Small Wars Journal

Quantify your guestimates: Estimating hidden numbers in intelligence practice

Sun, 11/15/2020 - 12:05pm

Quantify your guestimates: Estimating hidden numbers in intelligence practice

 

Captain, M.Sc., Jens Flinch Joergensen

M.Sc. Melanie Hartvigsen

 

Have you ever wondered how intelligence reports come up with surprisingly accurate numbers? For example, the amount of money raised by al-Qaida through hostage-taking or the number of Russian ground forces in Ukraine. It is in most cases not because the intelligence professionals have actually counted the money or counted the number of Russians in Eastern Ukraine, but more likely, the intelligence professional has made a more or less valid estimation of the numbers based on judgement, previous experience and the best available data – i.e. an estimation of a hidden number.

This article will discuss the concept of hidden numbers and the different approaches to handling the concept; further, it will relate hidden numbers to the intelligence profession and thus identify methods to estimate hidden populations.

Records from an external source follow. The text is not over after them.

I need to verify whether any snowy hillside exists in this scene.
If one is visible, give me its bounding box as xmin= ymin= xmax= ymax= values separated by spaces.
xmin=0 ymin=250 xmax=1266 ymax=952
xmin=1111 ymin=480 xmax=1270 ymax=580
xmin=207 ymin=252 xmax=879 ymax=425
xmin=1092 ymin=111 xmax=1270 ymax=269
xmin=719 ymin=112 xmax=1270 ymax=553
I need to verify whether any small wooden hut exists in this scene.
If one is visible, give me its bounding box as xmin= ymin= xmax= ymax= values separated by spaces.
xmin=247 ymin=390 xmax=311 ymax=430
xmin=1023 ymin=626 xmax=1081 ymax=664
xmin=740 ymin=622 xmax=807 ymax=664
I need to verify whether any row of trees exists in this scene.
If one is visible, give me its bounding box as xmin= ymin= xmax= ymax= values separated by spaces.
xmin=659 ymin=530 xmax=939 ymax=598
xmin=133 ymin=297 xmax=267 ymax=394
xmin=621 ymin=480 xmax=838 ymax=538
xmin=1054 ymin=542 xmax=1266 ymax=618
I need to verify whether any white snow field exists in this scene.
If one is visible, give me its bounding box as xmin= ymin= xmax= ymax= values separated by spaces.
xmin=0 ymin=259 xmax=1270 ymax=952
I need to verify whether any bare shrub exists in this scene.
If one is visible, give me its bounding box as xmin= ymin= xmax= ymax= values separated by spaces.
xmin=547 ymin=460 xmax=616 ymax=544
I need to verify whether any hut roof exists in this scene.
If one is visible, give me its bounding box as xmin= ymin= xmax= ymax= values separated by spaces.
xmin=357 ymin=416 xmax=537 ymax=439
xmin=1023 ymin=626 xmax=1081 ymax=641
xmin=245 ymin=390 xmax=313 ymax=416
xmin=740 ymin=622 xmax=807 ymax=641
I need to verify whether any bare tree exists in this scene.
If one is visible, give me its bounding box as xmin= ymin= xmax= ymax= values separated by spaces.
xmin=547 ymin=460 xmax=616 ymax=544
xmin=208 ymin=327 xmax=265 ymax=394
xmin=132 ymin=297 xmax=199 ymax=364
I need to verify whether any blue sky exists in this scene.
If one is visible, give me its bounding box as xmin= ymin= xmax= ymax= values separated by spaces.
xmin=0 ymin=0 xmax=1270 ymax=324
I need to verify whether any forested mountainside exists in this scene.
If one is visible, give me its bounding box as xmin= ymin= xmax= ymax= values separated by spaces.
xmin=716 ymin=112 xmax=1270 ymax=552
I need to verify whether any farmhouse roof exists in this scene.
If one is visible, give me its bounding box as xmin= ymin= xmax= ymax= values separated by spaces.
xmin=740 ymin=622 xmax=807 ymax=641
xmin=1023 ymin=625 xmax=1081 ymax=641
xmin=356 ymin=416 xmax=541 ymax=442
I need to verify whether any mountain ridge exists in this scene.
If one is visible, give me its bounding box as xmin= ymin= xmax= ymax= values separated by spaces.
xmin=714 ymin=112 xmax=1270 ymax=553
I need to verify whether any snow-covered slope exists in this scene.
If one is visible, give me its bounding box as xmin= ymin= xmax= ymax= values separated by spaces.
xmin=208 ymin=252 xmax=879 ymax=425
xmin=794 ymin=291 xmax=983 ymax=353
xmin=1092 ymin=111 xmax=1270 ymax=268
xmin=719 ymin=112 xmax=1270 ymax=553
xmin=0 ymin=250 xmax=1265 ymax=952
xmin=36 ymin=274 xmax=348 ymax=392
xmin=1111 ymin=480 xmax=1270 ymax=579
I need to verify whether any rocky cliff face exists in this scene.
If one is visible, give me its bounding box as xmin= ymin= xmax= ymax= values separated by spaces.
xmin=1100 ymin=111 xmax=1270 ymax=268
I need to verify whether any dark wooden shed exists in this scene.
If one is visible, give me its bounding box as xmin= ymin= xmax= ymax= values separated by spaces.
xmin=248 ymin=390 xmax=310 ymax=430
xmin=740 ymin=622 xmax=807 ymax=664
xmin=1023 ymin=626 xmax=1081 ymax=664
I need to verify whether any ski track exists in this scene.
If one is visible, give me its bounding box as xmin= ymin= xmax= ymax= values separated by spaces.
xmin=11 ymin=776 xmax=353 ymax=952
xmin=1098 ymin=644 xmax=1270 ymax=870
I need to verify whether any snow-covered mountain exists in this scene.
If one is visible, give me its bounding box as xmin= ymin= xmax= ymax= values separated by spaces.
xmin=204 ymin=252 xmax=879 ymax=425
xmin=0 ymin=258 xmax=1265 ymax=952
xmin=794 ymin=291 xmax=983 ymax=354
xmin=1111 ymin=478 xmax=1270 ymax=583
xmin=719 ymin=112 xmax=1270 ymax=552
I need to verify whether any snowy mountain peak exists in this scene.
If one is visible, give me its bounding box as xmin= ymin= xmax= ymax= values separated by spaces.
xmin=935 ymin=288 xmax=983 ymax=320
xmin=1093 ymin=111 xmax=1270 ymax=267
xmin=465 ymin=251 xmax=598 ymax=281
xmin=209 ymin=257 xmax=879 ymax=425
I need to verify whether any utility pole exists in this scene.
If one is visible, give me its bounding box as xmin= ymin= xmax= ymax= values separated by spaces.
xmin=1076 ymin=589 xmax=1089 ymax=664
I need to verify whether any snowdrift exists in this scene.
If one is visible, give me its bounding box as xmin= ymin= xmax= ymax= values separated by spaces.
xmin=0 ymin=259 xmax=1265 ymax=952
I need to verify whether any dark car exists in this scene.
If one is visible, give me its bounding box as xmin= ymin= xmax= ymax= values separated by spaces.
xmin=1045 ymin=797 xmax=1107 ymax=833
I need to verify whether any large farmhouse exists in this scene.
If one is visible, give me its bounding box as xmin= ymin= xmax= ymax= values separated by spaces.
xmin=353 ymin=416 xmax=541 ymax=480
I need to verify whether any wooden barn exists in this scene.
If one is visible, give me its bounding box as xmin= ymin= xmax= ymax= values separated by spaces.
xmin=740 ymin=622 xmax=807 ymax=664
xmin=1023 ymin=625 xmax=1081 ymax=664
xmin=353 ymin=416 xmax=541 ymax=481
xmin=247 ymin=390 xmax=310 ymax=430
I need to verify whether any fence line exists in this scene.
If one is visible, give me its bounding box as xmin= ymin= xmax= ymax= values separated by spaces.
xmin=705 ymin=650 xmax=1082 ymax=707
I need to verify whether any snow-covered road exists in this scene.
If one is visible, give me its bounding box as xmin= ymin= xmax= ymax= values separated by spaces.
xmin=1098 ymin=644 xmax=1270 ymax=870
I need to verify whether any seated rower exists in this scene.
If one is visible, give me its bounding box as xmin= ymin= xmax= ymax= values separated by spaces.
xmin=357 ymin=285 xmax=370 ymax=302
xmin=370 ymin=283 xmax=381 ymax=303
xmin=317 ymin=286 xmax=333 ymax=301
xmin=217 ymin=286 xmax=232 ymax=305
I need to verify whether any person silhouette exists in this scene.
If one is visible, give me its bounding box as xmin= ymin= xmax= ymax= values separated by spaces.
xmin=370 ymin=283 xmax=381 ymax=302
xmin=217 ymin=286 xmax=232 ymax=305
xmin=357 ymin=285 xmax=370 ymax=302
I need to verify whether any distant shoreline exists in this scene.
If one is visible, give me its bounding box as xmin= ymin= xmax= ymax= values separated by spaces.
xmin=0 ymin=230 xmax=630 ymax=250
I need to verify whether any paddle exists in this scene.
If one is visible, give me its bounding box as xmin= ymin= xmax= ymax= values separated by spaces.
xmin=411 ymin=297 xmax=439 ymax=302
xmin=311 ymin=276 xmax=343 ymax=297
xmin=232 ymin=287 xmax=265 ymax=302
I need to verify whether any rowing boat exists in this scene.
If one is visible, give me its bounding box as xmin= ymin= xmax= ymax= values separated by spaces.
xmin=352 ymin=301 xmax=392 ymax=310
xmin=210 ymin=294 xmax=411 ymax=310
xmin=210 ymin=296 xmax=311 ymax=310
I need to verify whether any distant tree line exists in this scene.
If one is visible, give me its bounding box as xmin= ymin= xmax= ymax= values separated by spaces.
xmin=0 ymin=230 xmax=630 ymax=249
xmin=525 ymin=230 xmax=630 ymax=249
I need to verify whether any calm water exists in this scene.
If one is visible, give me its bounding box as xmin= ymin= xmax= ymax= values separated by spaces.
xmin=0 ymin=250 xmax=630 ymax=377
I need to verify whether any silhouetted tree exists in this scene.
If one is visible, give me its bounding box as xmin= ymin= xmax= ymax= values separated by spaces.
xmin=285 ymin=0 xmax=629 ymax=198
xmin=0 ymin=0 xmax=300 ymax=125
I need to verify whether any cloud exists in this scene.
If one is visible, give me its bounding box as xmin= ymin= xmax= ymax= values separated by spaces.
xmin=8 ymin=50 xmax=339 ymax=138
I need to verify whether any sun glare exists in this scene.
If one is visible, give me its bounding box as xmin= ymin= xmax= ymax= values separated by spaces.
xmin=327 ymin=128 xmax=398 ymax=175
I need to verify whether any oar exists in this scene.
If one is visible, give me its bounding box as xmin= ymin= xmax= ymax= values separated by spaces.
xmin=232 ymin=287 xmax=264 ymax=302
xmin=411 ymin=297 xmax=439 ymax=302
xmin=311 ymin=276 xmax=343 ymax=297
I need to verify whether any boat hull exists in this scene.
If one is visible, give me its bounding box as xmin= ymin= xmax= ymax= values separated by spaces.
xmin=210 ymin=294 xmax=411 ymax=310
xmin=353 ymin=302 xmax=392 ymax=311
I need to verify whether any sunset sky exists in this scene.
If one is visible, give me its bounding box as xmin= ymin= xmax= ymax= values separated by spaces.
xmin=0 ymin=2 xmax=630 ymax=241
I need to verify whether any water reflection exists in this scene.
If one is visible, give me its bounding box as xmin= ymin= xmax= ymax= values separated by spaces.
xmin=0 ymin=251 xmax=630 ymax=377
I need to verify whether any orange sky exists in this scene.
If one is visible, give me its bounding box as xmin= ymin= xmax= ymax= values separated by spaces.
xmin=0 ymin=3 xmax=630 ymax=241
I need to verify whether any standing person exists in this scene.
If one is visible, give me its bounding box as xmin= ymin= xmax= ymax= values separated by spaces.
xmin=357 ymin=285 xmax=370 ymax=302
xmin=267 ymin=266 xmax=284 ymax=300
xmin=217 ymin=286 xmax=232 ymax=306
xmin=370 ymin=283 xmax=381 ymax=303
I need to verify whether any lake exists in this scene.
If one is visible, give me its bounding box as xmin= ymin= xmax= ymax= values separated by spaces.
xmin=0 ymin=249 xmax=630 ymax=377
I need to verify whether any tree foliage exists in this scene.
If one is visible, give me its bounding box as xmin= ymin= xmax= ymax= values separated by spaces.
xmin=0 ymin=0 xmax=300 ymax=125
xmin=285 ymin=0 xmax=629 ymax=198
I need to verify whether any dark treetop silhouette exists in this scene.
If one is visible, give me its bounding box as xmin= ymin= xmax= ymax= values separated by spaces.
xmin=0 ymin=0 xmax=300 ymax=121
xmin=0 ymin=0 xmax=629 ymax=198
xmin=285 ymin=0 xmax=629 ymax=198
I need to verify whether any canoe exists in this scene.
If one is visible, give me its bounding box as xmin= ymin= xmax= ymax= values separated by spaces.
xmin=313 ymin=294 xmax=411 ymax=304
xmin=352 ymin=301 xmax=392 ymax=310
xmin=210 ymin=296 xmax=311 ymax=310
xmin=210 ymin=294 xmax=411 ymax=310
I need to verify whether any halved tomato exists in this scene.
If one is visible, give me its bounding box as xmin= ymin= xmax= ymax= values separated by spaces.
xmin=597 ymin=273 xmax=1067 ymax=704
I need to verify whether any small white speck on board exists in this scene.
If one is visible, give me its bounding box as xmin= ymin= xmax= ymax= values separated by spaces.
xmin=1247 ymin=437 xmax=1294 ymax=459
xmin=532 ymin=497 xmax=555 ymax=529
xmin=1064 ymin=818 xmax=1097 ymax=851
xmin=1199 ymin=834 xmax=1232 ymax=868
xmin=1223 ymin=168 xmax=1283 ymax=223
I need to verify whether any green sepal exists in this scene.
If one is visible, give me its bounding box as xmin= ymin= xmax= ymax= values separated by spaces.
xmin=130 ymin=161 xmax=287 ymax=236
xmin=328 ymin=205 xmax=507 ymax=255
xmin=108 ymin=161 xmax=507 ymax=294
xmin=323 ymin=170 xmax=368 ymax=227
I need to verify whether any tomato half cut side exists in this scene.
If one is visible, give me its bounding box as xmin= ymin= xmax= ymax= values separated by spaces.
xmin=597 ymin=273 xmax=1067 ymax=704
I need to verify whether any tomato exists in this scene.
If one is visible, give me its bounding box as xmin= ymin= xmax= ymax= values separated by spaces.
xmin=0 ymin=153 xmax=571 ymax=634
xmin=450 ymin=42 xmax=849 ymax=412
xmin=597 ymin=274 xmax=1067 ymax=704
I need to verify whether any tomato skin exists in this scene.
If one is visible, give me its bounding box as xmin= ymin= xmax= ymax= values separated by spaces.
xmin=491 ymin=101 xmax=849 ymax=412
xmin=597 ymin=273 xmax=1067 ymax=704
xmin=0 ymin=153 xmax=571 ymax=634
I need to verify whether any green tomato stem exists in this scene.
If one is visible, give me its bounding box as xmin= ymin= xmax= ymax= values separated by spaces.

Intelligence in this connection is used as a broad term covering both intelligence in the police and law enforcement and intelligence in the military spanning from the tactical to the strategic level. The article will present methods to intelligence professionals to better reflect and choose tolls for estimating numbers and quantifiable elements of intelligence. The methods presented here can thus be seen as a catalogue for inspiration for both the intelligence analyst and for leaders in intelligence units.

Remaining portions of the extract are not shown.